Research consistently showed that asking users to decide whether something needed checking was itself a barrier. The assistant defaulted to a SmartScan approach — users should not need to know whether something was suspicious before submitting it. A URL, screenshot, or message could be pasted or uploaded, and the assistant handled classification.
Conversation flows led with the verdict (safe / suspicious / blocked), followed by the reasoning, followed by the recommended action. This inverted the typical AI assistant pattern of building to a conclusion — security decisions require immediate clarity, not narrative arc. Designed to avoid Lovable.dev-style UI patterns that bury the result in excessive prose.
Every alert, warning, and verdict went through a bias/risk review before production. Language that implied catastrophe, exaggerated risk, or pushed toward upsell was flagged and revised.
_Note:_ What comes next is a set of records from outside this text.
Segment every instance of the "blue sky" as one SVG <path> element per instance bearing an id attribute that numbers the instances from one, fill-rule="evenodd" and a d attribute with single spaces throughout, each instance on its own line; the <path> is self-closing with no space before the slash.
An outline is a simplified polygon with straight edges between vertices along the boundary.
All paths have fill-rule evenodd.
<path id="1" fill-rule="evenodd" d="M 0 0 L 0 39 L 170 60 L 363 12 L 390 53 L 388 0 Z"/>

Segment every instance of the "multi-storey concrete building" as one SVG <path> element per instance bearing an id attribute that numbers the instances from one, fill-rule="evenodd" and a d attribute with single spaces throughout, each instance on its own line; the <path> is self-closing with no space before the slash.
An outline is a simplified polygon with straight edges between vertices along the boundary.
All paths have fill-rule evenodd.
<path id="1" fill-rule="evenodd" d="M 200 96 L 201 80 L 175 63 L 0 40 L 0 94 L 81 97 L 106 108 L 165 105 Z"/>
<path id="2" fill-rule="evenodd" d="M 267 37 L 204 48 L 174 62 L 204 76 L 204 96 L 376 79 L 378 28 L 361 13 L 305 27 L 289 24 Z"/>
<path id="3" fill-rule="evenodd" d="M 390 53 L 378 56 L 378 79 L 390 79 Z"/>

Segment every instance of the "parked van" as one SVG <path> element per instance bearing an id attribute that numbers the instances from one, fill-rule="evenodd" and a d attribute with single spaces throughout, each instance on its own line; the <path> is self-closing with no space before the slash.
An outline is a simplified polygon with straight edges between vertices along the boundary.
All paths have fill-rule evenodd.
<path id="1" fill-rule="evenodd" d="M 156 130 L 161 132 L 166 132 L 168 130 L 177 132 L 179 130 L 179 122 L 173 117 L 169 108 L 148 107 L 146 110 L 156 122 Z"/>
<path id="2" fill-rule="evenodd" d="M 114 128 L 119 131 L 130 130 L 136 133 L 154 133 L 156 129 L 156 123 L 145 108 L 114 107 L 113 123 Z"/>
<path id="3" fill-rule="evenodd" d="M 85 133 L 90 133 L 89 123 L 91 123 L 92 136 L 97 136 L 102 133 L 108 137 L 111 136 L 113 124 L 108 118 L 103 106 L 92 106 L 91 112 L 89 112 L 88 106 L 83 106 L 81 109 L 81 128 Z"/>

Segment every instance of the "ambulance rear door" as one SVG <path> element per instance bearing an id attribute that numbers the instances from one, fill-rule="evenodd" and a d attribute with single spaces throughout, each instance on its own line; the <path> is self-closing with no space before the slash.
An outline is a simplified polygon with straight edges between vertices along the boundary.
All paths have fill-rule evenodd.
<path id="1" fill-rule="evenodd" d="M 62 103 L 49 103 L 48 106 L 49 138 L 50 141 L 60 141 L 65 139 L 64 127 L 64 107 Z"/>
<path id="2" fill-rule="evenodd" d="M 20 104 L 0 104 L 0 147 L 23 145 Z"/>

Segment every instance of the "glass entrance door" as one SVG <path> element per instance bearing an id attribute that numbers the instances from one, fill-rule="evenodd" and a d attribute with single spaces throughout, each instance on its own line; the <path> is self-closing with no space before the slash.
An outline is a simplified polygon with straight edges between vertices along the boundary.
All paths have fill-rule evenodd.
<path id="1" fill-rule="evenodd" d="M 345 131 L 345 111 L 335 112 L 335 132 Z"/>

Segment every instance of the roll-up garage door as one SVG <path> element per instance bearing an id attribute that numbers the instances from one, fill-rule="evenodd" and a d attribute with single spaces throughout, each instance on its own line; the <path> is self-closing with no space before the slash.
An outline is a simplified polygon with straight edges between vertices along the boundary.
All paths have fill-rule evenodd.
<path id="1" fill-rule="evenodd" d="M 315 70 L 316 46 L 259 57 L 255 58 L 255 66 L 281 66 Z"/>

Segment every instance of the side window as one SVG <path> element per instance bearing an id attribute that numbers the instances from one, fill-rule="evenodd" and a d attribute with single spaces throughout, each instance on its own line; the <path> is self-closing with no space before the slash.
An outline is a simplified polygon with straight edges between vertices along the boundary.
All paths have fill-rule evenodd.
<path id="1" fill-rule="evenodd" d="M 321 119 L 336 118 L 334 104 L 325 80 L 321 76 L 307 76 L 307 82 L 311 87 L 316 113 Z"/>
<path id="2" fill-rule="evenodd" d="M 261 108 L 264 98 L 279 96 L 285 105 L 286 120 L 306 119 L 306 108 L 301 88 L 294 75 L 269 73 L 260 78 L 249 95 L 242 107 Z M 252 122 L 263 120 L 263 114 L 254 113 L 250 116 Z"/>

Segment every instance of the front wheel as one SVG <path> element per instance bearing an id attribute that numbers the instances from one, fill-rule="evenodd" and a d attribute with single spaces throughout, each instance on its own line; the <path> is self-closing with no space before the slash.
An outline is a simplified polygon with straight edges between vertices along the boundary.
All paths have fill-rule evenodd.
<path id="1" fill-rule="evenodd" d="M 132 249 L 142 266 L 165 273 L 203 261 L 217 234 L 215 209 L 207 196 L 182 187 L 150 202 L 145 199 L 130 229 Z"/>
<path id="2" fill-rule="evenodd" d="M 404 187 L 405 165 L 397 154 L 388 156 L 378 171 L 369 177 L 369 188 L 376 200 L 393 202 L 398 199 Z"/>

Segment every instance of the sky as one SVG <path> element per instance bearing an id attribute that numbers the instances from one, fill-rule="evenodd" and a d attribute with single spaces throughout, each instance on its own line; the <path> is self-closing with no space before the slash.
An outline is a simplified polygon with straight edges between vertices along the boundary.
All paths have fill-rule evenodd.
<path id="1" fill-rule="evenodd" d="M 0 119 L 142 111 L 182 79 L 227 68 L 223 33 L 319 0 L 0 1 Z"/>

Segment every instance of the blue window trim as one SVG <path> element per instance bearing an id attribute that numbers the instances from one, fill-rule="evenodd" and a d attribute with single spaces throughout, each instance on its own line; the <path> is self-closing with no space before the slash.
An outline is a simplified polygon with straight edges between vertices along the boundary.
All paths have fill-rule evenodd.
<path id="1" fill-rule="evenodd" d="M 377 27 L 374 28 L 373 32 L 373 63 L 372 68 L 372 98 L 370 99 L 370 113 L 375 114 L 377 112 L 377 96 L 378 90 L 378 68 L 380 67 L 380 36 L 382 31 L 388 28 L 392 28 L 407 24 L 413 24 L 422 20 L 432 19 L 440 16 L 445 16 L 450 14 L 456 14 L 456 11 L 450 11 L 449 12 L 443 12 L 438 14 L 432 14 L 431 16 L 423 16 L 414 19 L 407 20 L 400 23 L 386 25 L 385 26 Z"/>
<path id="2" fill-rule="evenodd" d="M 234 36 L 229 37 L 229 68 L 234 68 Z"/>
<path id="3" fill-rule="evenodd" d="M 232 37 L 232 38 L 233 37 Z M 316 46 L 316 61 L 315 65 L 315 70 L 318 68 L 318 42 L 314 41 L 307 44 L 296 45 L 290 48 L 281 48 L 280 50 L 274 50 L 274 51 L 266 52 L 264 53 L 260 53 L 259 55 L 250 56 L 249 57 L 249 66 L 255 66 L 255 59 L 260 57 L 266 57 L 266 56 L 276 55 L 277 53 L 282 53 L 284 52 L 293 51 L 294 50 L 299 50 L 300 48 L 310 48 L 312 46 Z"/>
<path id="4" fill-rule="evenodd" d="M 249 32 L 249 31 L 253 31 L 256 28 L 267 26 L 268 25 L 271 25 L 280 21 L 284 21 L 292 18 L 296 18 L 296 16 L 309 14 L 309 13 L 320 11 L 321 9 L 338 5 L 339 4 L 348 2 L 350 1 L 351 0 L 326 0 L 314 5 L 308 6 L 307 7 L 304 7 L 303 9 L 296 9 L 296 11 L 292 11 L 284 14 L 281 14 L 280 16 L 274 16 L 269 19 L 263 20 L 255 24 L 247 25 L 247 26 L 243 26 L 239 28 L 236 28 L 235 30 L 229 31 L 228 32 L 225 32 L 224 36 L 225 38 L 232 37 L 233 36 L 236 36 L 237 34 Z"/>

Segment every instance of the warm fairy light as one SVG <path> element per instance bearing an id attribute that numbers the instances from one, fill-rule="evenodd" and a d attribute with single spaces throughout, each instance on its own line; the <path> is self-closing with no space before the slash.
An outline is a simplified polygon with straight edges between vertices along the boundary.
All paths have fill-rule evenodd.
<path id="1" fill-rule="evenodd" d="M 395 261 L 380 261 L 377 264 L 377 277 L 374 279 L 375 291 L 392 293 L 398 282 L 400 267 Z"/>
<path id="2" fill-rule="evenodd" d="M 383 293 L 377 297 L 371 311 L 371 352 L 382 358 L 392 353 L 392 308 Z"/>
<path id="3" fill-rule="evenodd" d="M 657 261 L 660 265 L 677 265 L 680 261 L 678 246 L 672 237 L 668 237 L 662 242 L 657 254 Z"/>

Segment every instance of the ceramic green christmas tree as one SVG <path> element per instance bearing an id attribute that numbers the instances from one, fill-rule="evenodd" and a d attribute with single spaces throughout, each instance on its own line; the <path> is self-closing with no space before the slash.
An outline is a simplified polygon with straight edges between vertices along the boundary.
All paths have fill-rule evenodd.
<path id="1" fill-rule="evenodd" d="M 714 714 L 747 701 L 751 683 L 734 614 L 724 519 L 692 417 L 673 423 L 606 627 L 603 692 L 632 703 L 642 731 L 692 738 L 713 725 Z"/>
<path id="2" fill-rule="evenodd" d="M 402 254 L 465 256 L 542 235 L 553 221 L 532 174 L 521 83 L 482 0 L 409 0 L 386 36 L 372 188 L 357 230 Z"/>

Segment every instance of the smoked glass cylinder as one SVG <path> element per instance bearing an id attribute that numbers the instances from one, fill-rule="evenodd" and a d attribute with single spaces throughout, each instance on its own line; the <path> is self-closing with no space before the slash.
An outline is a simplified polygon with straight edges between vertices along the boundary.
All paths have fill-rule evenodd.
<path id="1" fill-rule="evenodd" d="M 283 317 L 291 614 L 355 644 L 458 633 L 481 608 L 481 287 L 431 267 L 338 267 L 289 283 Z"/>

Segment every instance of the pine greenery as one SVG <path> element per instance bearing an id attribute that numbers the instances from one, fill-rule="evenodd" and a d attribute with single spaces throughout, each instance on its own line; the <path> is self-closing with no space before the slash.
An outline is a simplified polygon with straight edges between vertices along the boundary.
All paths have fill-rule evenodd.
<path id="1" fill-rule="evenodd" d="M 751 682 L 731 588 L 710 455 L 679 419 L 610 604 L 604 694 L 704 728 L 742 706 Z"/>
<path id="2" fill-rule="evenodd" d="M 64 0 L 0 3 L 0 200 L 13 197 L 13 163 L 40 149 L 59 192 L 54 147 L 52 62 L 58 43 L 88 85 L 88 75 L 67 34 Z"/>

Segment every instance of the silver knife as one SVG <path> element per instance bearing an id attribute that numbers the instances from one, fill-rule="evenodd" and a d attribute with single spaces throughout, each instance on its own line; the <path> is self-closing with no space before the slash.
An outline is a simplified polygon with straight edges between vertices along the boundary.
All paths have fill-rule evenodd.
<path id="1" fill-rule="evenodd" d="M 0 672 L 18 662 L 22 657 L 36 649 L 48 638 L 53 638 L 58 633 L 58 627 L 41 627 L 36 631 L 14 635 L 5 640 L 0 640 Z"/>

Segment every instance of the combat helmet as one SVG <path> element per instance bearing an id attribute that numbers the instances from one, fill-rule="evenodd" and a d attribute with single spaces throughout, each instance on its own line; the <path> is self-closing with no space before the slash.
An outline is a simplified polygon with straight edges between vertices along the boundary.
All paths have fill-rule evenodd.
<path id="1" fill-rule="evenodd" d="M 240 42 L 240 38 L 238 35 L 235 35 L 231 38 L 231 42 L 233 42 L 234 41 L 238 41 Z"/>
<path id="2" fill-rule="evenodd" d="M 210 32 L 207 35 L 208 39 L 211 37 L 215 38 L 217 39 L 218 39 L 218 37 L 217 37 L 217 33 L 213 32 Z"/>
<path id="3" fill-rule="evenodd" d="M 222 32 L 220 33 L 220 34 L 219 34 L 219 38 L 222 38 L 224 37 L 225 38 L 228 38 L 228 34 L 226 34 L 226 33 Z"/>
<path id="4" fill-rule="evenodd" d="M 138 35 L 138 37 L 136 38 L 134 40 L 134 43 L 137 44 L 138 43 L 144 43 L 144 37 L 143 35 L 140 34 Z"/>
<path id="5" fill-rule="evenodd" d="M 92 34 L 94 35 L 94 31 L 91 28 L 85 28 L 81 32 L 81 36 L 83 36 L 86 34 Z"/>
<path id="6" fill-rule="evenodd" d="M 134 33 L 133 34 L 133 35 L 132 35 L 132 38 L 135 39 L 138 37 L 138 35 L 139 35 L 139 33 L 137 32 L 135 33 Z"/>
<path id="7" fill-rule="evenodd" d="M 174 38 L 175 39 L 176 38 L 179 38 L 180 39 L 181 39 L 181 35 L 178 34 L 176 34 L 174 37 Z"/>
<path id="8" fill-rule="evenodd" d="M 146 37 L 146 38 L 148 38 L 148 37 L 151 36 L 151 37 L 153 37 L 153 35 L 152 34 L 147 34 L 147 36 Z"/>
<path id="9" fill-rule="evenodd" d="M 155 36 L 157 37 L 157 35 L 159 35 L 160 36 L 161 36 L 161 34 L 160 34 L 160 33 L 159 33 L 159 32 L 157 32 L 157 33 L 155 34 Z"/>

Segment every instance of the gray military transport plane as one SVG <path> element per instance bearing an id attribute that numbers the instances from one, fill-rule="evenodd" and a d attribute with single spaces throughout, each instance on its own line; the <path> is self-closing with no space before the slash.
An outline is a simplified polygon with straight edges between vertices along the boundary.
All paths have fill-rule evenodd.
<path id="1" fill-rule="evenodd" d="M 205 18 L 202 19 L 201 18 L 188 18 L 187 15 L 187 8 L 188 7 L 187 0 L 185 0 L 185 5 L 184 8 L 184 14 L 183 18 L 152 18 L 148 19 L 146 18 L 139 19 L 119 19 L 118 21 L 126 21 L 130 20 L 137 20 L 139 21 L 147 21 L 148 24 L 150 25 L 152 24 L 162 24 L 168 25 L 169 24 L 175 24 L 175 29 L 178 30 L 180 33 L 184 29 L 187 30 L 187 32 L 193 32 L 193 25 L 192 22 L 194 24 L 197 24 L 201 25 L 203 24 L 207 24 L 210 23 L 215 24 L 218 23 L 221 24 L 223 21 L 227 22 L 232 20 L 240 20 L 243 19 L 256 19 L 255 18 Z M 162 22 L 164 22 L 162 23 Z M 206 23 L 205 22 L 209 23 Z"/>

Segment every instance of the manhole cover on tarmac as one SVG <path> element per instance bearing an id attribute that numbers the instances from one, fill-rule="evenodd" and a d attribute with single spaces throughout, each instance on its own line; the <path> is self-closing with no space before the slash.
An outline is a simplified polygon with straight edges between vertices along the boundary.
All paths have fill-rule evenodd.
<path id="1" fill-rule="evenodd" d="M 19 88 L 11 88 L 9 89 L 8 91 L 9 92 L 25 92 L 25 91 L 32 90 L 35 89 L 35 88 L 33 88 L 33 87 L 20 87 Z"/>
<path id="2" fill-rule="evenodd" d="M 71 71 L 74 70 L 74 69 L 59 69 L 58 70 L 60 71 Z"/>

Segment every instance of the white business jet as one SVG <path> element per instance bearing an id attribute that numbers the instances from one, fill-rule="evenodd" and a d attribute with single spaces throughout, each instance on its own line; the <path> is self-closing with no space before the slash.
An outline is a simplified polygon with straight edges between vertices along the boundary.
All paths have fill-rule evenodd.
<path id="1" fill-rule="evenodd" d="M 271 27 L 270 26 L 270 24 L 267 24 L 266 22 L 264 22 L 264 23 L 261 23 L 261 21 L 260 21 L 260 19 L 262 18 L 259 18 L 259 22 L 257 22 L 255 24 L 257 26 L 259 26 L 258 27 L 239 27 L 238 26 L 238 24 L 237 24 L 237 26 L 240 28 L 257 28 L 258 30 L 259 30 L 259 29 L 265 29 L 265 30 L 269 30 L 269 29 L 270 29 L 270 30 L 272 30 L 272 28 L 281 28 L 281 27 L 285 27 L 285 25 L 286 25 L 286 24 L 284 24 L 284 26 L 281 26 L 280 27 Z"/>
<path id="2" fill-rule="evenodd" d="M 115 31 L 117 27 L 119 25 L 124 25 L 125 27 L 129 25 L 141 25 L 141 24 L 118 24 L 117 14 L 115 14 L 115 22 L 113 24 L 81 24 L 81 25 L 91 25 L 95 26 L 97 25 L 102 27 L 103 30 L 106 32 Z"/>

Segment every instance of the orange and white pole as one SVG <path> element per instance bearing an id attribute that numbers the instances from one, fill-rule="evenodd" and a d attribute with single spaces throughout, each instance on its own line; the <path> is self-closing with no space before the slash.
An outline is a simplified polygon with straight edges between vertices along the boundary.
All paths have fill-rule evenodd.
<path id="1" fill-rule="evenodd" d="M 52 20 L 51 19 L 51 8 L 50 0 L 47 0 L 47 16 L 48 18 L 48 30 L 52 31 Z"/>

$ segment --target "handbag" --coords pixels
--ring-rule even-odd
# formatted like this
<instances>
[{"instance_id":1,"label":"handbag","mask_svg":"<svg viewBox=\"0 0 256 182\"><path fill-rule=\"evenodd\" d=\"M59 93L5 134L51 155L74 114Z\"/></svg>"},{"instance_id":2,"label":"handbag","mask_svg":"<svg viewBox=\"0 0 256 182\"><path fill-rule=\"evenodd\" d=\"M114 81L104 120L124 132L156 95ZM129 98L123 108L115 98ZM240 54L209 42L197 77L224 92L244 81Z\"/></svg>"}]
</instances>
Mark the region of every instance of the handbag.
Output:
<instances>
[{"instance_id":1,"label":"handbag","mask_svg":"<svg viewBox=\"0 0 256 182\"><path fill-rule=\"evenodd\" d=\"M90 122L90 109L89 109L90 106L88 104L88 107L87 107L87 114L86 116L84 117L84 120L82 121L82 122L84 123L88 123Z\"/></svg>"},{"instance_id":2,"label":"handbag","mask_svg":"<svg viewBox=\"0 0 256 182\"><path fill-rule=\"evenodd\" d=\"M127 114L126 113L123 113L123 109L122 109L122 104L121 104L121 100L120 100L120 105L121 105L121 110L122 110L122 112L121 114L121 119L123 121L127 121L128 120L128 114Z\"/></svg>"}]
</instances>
The assistant's voice was designed to read like a knowledgeable friend, not a threat dashboard. This was codified in a responsible AI copy guide distributed to the content and engineering teams.
The AI assistant design worked through privacy review before any technical architecture was finalized — ensuring that submitted content (URLs, screenshots, messages) was handled with appropriate data minimization, clear consent flows, and transparent retention policies. Privacy was a design constraint, not an afterthought.
Alongside the product work, the team was challenged to dramatically accelerate research synthesis, design iteration, and handoff documentation. As the design lead responsible for guiding the team's AI adoption, the approach balanced speed with quality gates: generative AI handled volume tasks (persona synthesis, variant generation, copy first drafts) while human judgment governed final decisions, especially on accessibility and ethical review.
The result was a research-to-prototype cycle that previously took 6–8 weeks completing in under a week — without reducing interview quality or design rigor. Accessibility requirements were maintained through a mandatory review checklist applied to every shipped component, regardless of how quickly it was generated.
+38.5% new product revenue and +23% year-over-year high-value feature adoption following the standardization of interface patterns that made complex security workflows intuitive and accessible across platforms.
5× improvement in trial-to-paid conversion achieved by applying behavioral analytics and systematically removing friction from account creation and checkout flows — replacing ad-hoc pattern fixes with a principled conversion framework.
10× faster design and research delivery after guiding the team to integrate generative AI into core workflows — while maintaining WCAG 2.1 AA compliance and a mandatory bias/risk review for all AI-adjacent product surfaces.
End-to-end design system ownership through a period of major M&A activity — defining component architecture, design direction, and pattern standards that survived multiple brand pivots and continued to ship across all four platforms without forking.
Responsible AI framework established as a template for all future AI-powered features — including formal bias/risk review, ethical copywriting standards, and a privacy-first design protocol that predated legal requirements and positioned the product for regulatory compliance.